TEHRAN (Dispatches) -- Iranian lawmakers have agreed to debate several motions on the rights of women and children in the Islamic Republic.
Under one of the proposals, the legal age for boys and girls will increase, and children under 13 will be prohibited from being married.
The MPs will put the motion to debate after a week-long parliamentary recess, said MP Fatemeh Zolqadr, a member of parliament’s women caucus.
"One of the existing problems is that girls and boys are married at very tender ages,” said the lawmaker.
Based on one of the motions, the legal age for marriage will be set at 18 for boys and 16 for girls and getting married below 13 and 15 will be possible under certain conditions, requiring paternal consent and a court ruling, the MP said.

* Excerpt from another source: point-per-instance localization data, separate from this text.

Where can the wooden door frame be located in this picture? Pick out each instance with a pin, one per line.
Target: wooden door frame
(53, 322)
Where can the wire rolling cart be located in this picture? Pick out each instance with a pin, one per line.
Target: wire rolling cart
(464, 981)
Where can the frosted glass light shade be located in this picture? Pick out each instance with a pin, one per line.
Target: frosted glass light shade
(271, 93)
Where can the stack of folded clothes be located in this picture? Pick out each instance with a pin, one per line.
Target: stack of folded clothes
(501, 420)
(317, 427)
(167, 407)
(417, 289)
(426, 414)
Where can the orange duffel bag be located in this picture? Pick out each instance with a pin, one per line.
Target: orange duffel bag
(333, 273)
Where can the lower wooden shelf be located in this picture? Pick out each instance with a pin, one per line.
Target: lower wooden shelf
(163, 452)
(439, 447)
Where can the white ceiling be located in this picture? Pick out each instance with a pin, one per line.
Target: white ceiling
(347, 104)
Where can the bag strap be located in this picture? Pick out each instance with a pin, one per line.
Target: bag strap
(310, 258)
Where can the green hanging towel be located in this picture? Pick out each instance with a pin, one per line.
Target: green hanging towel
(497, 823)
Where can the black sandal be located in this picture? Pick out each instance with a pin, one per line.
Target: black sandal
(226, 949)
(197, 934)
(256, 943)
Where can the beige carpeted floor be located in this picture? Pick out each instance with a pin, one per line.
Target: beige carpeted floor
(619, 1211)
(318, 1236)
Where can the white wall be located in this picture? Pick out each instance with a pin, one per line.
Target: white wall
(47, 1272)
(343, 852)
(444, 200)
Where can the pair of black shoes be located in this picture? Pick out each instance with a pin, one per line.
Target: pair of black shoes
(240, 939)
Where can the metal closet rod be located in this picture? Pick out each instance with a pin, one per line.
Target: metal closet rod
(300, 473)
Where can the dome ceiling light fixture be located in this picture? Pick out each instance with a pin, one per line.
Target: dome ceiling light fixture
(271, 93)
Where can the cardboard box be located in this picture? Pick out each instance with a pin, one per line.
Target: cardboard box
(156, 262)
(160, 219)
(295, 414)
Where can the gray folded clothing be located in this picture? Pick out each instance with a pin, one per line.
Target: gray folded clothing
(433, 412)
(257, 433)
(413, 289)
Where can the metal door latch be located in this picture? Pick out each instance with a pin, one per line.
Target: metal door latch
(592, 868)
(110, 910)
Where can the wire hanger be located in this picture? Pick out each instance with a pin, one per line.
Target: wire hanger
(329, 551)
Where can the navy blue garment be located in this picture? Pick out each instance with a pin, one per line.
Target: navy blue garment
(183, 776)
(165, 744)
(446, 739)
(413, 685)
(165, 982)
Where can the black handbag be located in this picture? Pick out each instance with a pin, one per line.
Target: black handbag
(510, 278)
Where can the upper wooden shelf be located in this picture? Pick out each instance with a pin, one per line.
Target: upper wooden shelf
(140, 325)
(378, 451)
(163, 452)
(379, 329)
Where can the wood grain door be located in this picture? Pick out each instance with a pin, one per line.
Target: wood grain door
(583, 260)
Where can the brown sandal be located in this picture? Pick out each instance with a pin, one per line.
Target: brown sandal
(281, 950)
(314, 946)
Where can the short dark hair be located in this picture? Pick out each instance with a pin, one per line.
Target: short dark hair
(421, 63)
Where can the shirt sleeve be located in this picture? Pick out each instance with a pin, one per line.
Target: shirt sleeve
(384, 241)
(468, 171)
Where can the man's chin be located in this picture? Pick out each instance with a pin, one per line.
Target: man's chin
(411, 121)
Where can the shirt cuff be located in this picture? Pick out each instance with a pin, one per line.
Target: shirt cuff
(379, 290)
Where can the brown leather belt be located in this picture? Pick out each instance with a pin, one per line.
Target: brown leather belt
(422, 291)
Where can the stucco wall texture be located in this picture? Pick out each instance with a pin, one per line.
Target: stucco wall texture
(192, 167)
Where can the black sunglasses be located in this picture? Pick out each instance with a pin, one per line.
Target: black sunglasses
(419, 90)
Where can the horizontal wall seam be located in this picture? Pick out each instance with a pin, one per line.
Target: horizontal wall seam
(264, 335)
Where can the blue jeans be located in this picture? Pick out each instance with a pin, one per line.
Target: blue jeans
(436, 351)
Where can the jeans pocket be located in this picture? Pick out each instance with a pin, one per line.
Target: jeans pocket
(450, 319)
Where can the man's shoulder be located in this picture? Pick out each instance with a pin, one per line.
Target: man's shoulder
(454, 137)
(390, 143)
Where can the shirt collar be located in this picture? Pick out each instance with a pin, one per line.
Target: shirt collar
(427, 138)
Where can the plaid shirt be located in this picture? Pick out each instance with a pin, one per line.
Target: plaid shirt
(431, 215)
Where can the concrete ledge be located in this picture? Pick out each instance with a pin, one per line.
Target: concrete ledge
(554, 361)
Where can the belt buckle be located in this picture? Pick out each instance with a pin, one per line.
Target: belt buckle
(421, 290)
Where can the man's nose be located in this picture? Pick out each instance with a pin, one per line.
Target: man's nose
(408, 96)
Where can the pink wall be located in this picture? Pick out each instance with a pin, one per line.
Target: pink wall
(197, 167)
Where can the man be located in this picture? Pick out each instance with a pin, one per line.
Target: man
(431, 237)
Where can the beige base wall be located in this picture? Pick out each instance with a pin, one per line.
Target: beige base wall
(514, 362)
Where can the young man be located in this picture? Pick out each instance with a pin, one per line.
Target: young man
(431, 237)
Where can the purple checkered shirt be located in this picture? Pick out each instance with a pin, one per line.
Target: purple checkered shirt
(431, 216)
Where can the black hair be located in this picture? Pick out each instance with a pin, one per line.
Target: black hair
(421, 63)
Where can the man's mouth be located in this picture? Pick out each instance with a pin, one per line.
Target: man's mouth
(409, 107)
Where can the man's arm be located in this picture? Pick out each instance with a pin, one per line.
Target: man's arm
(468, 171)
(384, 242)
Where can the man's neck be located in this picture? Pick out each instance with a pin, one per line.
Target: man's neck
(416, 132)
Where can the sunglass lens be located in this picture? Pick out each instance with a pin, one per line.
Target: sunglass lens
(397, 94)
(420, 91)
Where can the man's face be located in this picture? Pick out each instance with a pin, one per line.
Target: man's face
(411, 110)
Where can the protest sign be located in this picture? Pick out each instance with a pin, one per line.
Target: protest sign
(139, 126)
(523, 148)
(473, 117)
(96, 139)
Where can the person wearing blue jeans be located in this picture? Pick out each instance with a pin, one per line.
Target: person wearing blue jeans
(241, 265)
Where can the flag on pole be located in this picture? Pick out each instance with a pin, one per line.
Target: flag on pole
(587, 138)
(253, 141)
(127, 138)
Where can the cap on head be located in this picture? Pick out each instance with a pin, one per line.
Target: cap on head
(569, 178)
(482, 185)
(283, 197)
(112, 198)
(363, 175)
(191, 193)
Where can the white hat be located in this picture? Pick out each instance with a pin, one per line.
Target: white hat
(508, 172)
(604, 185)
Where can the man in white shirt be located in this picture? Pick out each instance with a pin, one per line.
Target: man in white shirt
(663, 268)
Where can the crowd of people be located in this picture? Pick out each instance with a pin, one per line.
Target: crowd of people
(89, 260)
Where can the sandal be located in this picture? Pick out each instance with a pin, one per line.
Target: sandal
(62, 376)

The legislator also blasted those families which force their children into child marriage.
"Today, a number of children between 9 and 13 are forced by their families into marriage, which result in many problems and we are trying to stop it,” she said.
Child marriages, Zolqadr said, usually lead to numerous social maladies where the victims are often deprived of education and suffer many physical and mental abuses.
Another motion proposes military service for girls in educational, health and software capacities but the proposal has drawn opposition from many religious figures.
The MPs have also put forward a motion to ease the requirement for married women needing their husbands' permission to travel abroad.
The bill proposes that married women seeking to attend scientific, sports and cultural events abroad have recourse to courts to override the decision of their espouses.